K. De s’est ensuite penché sur les observations de la même étoile réalisées par l’observatoire Keck à Hawaï. Le télescope Keck prend des mesures spectroscopiques de la lumière de l’étoile, que les scientifiques peuvent utiliser pour discerner sa composition chimique. Mais ce que Kishalay De a découvert l’a rendu encore plus perplexe. Alors que la plupart des binaires dégagent des matériaux stellaires tels que de l’hydrogène et de l’hélium, la nouvelle source n’en dégageait aucun. Au lieu de cela, le chercheur a observé des signes de « molécules particulières » qui ne peuvent exister qu’à des températures très froides.
Ces molécules ne sont observées que dans les étoiles très froides. Lorsqu’une étoile s’illumine, elle devient généralement plus chaude. Les basses températures et les étoiles brillantes ne vont donc pas de pair.
Environ un an après la première découverte, De et ses collègues ont analysé des observations de la même étoile, prises cette fois avec une caméra infrarouge de l’observatoire Palomar. Les astronomes peuvent détecter des signaux de matériaux plus froids dans la bande infrarouge, contrairement aux émissions optiques chaudes et blanches des binaires et autres événements stellaires extrêmes.
Kishalay De raconte :
Ces données infrarouges m’ont fait tomber de ma chaise. La source était incroyablement brillante dans l’infrarouge proche.
Il semble que l’étoile ait continué à rejeter de l’énergie plus froide au cours de l’année qui a suivi son premier coup de chaud. Cette matière froide était probablement du gaz provenant de l’étoile qui a été projeté dans l’espace et s’est condensé en poussière, suffisamment froide pour être détectée dans les longueurs d’onde infrarouges. Ces données suggèrent que l’étoile pourrait être en train de fusionner avec une autre étoile plutôt que de s’illuminer à cause de l’explosion d’une supernova.
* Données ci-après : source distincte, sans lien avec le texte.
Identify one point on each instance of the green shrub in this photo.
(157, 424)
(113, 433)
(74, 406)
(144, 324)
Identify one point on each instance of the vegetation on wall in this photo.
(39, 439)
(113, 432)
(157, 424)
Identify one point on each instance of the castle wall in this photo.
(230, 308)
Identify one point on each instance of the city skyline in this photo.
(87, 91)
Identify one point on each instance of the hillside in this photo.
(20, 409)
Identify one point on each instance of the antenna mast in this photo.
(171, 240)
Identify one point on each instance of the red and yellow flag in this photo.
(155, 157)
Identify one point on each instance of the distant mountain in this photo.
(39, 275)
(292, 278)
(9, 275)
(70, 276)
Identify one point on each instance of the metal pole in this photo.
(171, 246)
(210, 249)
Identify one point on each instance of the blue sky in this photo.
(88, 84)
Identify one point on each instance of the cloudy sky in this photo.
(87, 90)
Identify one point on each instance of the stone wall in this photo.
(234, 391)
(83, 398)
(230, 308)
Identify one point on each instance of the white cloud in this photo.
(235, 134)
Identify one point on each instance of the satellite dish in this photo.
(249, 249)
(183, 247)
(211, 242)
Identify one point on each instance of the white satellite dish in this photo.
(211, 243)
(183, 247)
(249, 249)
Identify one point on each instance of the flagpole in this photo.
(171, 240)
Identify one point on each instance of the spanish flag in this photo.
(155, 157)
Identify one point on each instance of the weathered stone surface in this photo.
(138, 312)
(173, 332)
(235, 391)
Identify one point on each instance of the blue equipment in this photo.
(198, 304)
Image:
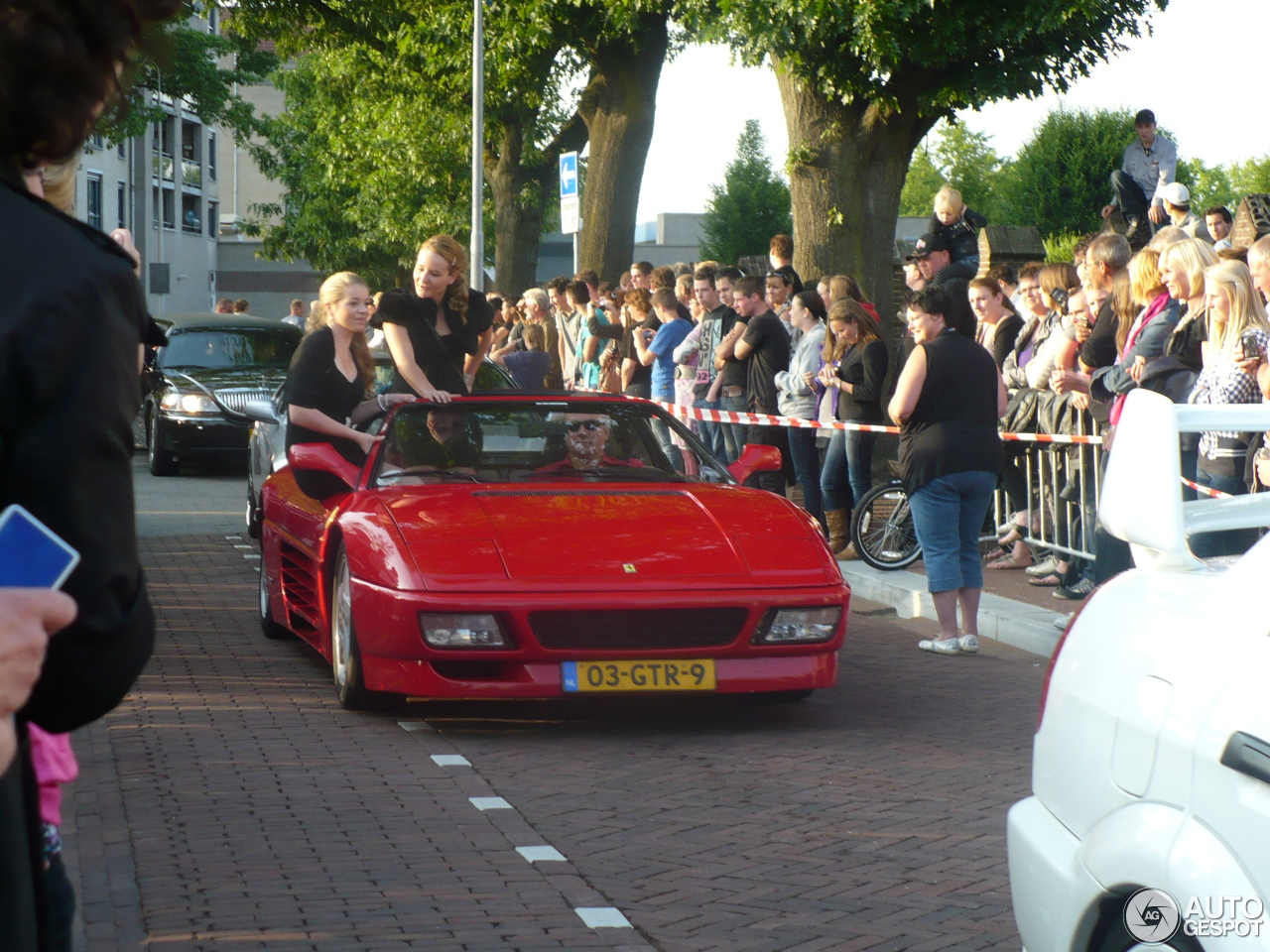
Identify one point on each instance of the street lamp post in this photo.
(476, 278)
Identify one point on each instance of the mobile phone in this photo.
(31, 553)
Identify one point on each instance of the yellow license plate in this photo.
(690, 674)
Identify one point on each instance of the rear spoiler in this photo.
(1142, 500)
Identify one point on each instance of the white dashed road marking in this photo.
(484, 803)
(602, 918)
(451, 761)
(541, 855)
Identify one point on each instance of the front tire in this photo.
(345, 657)
(881, 529)
(272, 630)
(253, 513)
(162, 462)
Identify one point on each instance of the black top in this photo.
(439, 356)
(735, 373)
(771, 354)
(953, 424)
(864, 366)
(643, 375)
(316, 382)
(72, 320)
(961, 235)
(1005, 335)
(961, 318)
(68, 390)
(788, 271)
(1098, 349)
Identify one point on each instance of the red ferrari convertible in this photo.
(529, 547)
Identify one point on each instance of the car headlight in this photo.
(193, 404)
(799, 625)
(462, 631)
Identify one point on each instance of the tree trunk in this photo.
(521, 191)
(619, 105)
(847, 168)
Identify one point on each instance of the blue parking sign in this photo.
(568, 176)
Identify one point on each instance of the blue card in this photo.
(31, 553)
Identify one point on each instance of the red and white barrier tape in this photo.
(1206, 490)
(694, 413)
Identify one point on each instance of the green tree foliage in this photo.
(751, 206)
(365, 180)
(925, 178)
(185, 61)
(1060, 178)
(862, 81)
(965, 160)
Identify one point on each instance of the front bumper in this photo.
(190, 435)
(1052, 892)
(395, 657)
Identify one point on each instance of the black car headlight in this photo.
(793, 626)
(191, 404)
(462, 631)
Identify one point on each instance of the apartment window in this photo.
(94, 200)
(190, 214)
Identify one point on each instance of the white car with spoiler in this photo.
(1150, 817)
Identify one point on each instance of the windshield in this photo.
(529, 440)
(236, 348)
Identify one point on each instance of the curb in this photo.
(1010, 622)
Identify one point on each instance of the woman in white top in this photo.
(797, 398)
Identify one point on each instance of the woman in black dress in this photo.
(948, 402)
(329, 377)
(440, 335)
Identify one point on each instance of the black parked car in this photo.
(197, 385)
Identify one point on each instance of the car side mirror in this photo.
(261, 412)
(753, 458)
(321, 457)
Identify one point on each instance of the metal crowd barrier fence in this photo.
(1062, 474)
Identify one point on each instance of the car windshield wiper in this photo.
(634, 474)
(413, 471)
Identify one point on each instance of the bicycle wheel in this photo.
(881, 529)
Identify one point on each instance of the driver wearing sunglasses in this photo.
(585, 435)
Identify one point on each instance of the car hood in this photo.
(592, 537)
(225, 377)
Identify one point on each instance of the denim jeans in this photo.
(1206, 544)
(807, 471)
(948, 516)
(734, 433)
(834, 485)
(711, 431)
(860, 461)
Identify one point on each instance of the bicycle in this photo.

Lorsque l’équipe a analysé plus en détail les données et les a associées aux mesures prises par le télescope spatial infrarouge de la NASA, NEOWISE, elle est parvenue à une conclusion beaucoup plus intéressante. À partir des données compilées, ils ont estimé la quantité totale d’énergie libérée par l’étoile depuis son “explosion” initiale et ils ont constaté qu’elle était étonnamment faible. Elle correspondait à environ 1/1 000 de la magnitude de toutes les fusions stellaires observées auparavant.
Selon De :
Cela signifie que ce qui a fusionné avec l’étoile doit être 1 000 fois plus petit que n’importe quelle autre étoile observée jusqu’à présent. Et c’est une heureuse coïncidence que la masse de Jupiter corresponde à environ 1/1 000 de la masse du soleil. C’est à ce moment-là que nous avons réalisé qu’il s’agissait d’une planète qui s’écrasait contre son étoile.
La Terre devrait connaître le même sort dans environ cinq milliards d’années, lorsque le soleil commencera à s’éteindre et à consumer les planètes internes.
Si une autre civilisation nous observait à 10 000 années-lumière de distance alors que le soleil engloutit la Terre, elle verrait le soleil s’illuminer soudainement en éjectant de la matière, puis former de la poussière autour de lui, avant de redevenir ce qu’il était.
L’étude publiée dans Nature : An infrared transient from a star engulfing a planet, présentée sur le site du Massachusetts Institute of Technology : In a first, astronomers spot a star swallowing a planet et de Caltech : Star Eats Planet, Brightens Dramatically.